Cracked darkness

It's already ten days since midwinter: the northern hemisphere's day of shortest light and longest darkness; the winter solstice, when the sun reaches its lowest possible height, barely rising before setting only a few hours later. Since then it has begun its slow journey back up, the hours of daylight imperceptibly lengthening, a minute or so each day. But just as there is often a final, sudden burst of flame and sparks from a dying fire, so in these in-between, semi-normal days, linking Christmas with New Year, we are often cloaked in a deeper, post-midwinter darkness.

Sometimes this comes as a comforting, hibernation-inducing blanket; at others as dull greyness and an absence of light. Being off work I can get up later: but however late I struggle into wakefulness it's still nocturnally dark, and I gaze in bleary disbelief at my clock, convinced it must have developed a fault and speeded up overnight. How else to explain this absence of light at what is officially morning? Meanwhile, if the day is dull and sunless, as it is today, dusk seems to fall and lights go on well before mid-afternoon.

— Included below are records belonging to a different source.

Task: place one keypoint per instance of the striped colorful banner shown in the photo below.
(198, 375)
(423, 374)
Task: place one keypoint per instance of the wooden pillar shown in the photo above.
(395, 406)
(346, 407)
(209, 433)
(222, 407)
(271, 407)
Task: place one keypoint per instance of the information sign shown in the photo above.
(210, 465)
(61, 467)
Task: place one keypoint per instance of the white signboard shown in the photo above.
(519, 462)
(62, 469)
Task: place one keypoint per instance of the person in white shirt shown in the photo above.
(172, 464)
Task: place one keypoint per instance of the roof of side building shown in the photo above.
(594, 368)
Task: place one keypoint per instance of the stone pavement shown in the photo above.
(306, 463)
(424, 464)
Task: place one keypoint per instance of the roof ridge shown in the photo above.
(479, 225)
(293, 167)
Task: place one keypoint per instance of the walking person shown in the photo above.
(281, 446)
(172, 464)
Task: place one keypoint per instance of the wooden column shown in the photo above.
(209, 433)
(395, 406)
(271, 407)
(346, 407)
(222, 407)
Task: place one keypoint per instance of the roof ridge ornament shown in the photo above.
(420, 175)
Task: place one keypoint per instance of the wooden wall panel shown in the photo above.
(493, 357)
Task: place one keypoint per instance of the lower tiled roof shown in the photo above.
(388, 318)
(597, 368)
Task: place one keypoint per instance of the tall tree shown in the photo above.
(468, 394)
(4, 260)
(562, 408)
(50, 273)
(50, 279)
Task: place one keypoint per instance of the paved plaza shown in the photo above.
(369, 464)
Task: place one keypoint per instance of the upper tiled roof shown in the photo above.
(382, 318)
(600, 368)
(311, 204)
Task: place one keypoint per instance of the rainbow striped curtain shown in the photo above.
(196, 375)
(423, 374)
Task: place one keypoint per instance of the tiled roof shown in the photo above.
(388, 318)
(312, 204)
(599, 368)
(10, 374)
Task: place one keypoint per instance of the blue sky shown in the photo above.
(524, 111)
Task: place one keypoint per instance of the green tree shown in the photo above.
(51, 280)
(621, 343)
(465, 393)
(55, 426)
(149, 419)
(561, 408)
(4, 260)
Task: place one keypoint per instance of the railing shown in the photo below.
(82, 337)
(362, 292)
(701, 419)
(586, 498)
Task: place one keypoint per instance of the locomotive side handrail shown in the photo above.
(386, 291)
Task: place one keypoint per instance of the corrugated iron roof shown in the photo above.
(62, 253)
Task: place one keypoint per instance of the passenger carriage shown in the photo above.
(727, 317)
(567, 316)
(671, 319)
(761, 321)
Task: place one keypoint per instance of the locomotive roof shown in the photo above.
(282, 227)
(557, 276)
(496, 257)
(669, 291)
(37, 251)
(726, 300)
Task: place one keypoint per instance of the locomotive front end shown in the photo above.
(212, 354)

And thus, shrouded in winter's gloom, I look back on the old and prepare to greet the new year. This year especially, this seems a very appropriate state in which to end 2017, in which it feels as though our world has been overshadowed by a deep, dangerous darkness. Bad news invariably dominates and makes the headlines, and we need to strain to find the chinks of light; to remind ourselves of the occasions of goodness and humanity, generosity and courage, which have shone through, often as a response to violence and hatred. There is a crack in everything, sang Leonard Cohen, That's how the light gets in... and time and again, the light has shone, not in spite of the darkness, but because of it.

And I am reminded, too, that for St John of the Cross, darkness was a place of disorientation and confusion, yes, but only because it was a place of transformative power and encounter with God. Here, in this 'dark night' filled with unknowing, searing emptiness and searching - a night which can only be inhabited and embraced in faith and trust - God, though unseen and un-felt, is ever present. Here too, in this transforming, God-veiling darkness, grace and growth and new life unexpectedly await.

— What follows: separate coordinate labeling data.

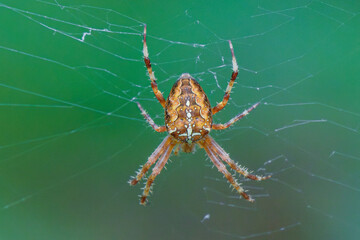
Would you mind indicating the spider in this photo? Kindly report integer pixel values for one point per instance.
(188, 121)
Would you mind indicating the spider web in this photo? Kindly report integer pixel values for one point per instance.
(72, 134)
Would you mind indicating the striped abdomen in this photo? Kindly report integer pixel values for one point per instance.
(188, 116)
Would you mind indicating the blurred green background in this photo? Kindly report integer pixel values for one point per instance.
(71, 134)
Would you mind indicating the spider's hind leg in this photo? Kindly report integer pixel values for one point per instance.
(222, 168)
(152, 159)
(226, 158)
(156, 171)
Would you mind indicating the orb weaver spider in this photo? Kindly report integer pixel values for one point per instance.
(188, 121)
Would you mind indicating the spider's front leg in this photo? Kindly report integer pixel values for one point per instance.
(234, 119)
(234, 74)
(150, 121)
(157, 93)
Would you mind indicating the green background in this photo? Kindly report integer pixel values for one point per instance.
(71, 134)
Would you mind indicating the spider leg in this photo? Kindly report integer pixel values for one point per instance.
(234, 119)
(156, 171)
(150, 121)
(226, 158)
(234, 74)
(221, 167)
(157, 93)
(152, 159)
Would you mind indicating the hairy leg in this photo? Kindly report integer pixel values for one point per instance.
(151, 160)
(226, 158)
(234, 74)
(156, 171)
(221, 167)
(150, 121)
(234, 119)
(157, 93)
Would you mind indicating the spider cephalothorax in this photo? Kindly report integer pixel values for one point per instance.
(188, 120)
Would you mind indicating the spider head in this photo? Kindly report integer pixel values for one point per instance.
(186, 76)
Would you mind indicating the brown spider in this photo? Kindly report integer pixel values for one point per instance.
(188, 118)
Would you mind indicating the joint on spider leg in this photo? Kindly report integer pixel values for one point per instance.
(133, 181)
(234, 63)
(145, 50)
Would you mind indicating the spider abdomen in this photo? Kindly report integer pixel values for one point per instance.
(188, 116)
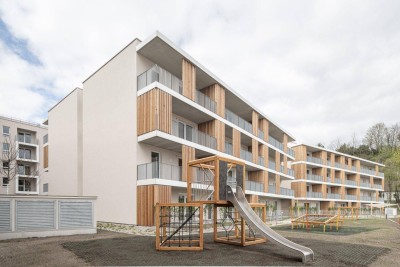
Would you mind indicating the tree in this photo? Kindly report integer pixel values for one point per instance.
(9, 168)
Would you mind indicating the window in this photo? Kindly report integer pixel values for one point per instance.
(6, 130)
(6, 147)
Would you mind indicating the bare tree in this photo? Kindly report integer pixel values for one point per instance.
(9, 168)
(375, 136)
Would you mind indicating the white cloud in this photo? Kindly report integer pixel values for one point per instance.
(321, 69)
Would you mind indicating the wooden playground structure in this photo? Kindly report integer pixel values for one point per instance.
(316, 220)
(179, 226)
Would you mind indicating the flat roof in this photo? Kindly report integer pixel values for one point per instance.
(339, 153)
(167, 51)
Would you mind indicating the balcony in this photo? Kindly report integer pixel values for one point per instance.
(365, 198)
(271, 189)
(261, 134)
(351, 197)
(350, 182)
(272, 141)
(314, 194)
(365, 185)
(333, 196)
(155, 170)
(246, 155)
(254, 186)
(377, 186)
(158, 74)
(271, 165)
(314, 160)
(287, 192)
(228, 148)
(239, 121)
(261, 161)
(195, 136)
(313, 177)
(337, 181)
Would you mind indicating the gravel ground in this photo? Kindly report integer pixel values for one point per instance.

Maybe this isn't such a bad way to step into a new year: in literal and metaphorical darkness, in unknowing and searching, but filled with faith and trust. And there is the hope, there must be the hope, that I will see those cracks in everything, which allow in the light of goodness.

May those cracks be visible to all of us, and in them, may there be clarity for how we can respond. And in the darkness may grace, new life and growth continue to meet us, unexpectedly, and may we never forget that God, unseen or not, is ever and abundantly present.